Porto Rocha, (ré)itérer et l’art presque perdu de la rigueur

La conférence de Leo Porto et Felipe Rocha, au Kikk Festival de Namur en Belgique, m'a fait réfléchir ces derniers temps à cet art presque perdu de la rigueur et de la pensée décantée. Elle m'a aussi fait penser à The Last Samouraï. d'Edward Zwick (2003).

Le film d’Edwark Zwick de 2003est une adaptation libre d’une insurrection de samouraïs traditionalistes à Satsuma au Japon, en 1877. L’incursion devient caricaturale lorsque le récit met l’accent sur Nathan Algren, un vétéran américain incarné par Tom Cruise embauché comme mercenaire-ish pour former les troupes au combat en vue dans une ultime tentative de mater la rébellion.

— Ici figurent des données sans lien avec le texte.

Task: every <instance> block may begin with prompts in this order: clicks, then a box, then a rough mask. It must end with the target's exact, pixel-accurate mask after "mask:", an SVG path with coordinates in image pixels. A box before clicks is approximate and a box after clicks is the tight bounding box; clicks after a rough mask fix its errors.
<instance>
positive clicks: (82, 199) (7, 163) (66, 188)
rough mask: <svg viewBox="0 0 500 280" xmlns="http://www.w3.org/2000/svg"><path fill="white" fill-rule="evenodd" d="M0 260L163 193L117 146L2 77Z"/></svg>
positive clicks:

Ce qu’il y a d’intéressant dans ce film, ce n’est pas la trame narrative. C’est plutôt la façon dont on décrit le rythme samouraï. Un art de vivre où la rigueur est une habitude et où le fait de remettre cent fois sur le métier est une normalité valorisée.

Après avoir entendu Leo Porto et Felipe Rocha, cofondateurs de l’agence new-yorkaise Porto Rocha, ça m’a semblé clair que les deux hommes sont en fait des samouraïs des temps modernes. 

Je le dis parce qu’à une époque où tout semble s'accélérer et dans laquelle les délais sont toujours de plus en plus courts, ils m'ont fait voir à nouveau la vertu de la créativité lente, progressive et rigoureuse

À l’instar de l’art samouraï, le design et la stratégie sont des disciplines pour lesquelles on ne devrait jamais se presser et où l’habitude confère un net avantage. La réflexion quotidienne et les itérations nombreuses servent le produit. Elles permettent de peaufiner, de penser aux différents usages possibles, de tester, de contre-proposer, de renforcer. Mais encore faut-il qu’on y soit ouvert.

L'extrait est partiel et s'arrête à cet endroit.